Joel Rosenthal, JJL Process Corp.

Joel Rosenthal,
JJL Process Corp.

About a year ago I had the opportunity to speak about process serving at an industry legal conference.  The first slide in my deck was a drawing of a horse.  I asked the audience how many used a process server who delivers documents by horse.  Of course no one raised their hand.  My next slide was a picture of a smart phone and I asked how many use a process server who has smart phone field technology deployed.  A few hands went up but not more than 10-15% of the room.

I explained that the smart phone and associated web browser technology were the first wave of new technology in process serving in nearly a century when Scott Levine (president of JJL Process) introduced them several years ago.  The first since the automobile replaced the horse as the primarily method of transportation for process servers.  I commented that five years from now, 95% of the law firms in the room will be using a process server who has smart phone and web browser technology.

Process serving companies can be divided into two groups – those that are embracing the new technology and those that fight it.  Those that embrace it have deployed smart phone and web browser technology to create a complete and instantaneous electronic circle between the process servers in the field, the process serving company and the law firm.  This allows for some amazing innovations:

-Real-time transparent information shared with law firm clients via password-protected web-based portals (rather than secret information only known to the process serving company).

-GPS-verified, time/date stamped smart phone photos of every service attempt evidencing the service location at time of service (rather than having no independent evidence).

-Feasibility scoring of the time between each service attempt to identify unrealistic over-performance and cross-checking that all server attempts are within legal days and hours (rather than running the risk of unfeasible potentially “sewer service” routes or illegal hours for service).

-Increased good service percentages by mandating the best practices of the top field servers such as casting a wide net with morning, afternoon, evening and weekend attempts (rather than going to the same place on the same day and time).
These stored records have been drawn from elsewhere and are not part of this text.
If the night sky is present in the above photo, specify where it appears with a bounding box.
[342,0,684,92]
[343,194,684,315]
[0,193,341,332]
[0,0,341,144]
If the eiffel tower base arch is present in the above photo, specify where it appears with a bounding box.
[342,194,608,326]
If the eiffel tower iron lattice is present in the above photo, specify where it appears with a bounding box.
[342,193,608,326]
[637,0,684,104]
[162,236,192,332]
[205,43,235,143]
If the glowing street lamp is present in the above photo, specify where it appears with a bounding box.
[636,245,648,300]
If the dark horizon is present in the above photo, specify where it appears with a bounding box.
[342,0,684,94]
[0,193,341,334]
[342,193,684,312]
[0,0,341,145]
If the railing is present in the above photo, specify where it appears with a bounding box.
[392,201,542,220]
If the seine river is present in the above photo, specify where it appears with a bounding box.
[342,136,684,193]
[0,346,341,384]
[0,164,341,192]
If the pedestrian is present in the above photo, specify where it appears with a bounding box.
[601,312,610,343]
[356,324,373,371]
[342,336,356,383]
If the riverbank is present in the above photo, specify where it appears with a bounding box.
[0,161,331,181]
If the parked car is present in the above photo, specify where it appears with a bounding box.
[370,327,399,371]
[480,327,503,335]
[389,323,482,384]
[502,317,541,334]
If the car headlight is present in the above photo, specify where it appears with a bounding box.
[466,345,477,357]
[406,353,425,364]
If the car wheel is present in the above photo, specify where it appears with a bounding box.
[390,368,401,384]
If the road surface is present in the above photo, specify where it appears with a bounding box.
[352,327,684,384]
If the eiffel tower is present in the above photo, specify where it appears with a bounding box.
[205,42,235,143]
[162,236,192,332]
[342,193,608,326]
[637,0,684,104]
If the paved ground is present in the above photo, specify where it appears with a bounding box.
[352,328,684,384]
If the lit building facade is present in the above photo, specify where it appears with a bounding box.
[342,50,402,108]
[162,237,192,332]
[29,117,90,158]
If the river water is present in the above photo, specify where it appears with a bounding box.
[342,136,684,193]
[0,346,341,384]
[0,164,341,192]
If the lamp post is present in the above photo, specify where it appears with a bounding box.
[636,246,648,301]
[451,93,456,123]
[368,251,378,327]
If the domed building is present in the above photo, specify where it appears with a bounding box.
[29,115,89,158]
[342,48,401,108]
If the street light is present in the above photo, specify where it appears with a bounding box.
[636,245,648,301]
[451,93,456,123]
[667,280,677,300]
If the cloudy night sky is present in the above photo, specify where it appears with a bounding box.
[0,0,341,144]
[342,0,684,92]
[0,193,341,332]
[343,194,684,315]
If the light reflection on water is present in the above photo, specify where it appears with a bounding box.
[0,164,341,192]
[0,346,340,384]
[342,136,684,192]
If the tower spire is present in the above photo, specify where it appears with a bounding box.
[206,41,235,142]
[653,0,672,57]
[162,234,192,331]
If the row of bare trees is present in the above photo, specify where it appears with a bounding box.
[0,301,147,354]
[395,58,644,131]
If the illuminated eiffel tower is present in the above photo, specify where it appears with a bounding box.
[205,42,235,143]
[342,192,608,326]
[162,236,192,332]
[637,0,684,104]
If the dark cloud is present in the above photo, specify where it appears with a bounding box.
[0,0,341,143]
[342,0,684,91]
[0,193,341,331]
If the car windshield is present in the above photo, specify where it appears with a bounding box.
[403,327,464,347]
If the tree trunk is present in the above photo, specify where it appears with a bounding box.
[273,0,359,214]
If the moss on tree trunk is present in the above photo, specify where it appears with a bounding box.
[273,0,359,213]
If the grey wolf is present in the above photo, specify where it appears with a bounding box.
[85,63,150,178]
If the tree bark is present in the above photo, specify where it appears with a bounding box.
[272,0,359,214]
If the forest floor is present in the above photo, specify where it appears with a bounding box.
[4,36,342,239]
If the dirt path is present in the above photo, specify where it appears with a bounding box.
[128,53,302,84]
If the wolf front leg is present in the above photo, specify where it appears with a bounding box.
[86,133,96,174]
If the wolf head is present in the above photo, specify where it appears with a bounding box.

-Daily electronic updates sent to law firm offices eliminating the need for manual data entry of court date and service information — saves time, money and reduces errors.

-All good serves entered into smart phones apps by process servers immediately relayed to the law firm by the process server’s mainframe (rather than finding out sometimes days later that a defendant has been served).

-Beyond all of these innovations, the new technology has very positive compliance implications, but that is for my next blog posting.

We started off with the horse and ended with some of the amazing developments in new process serving technology.  What does a horse have to do with process serving?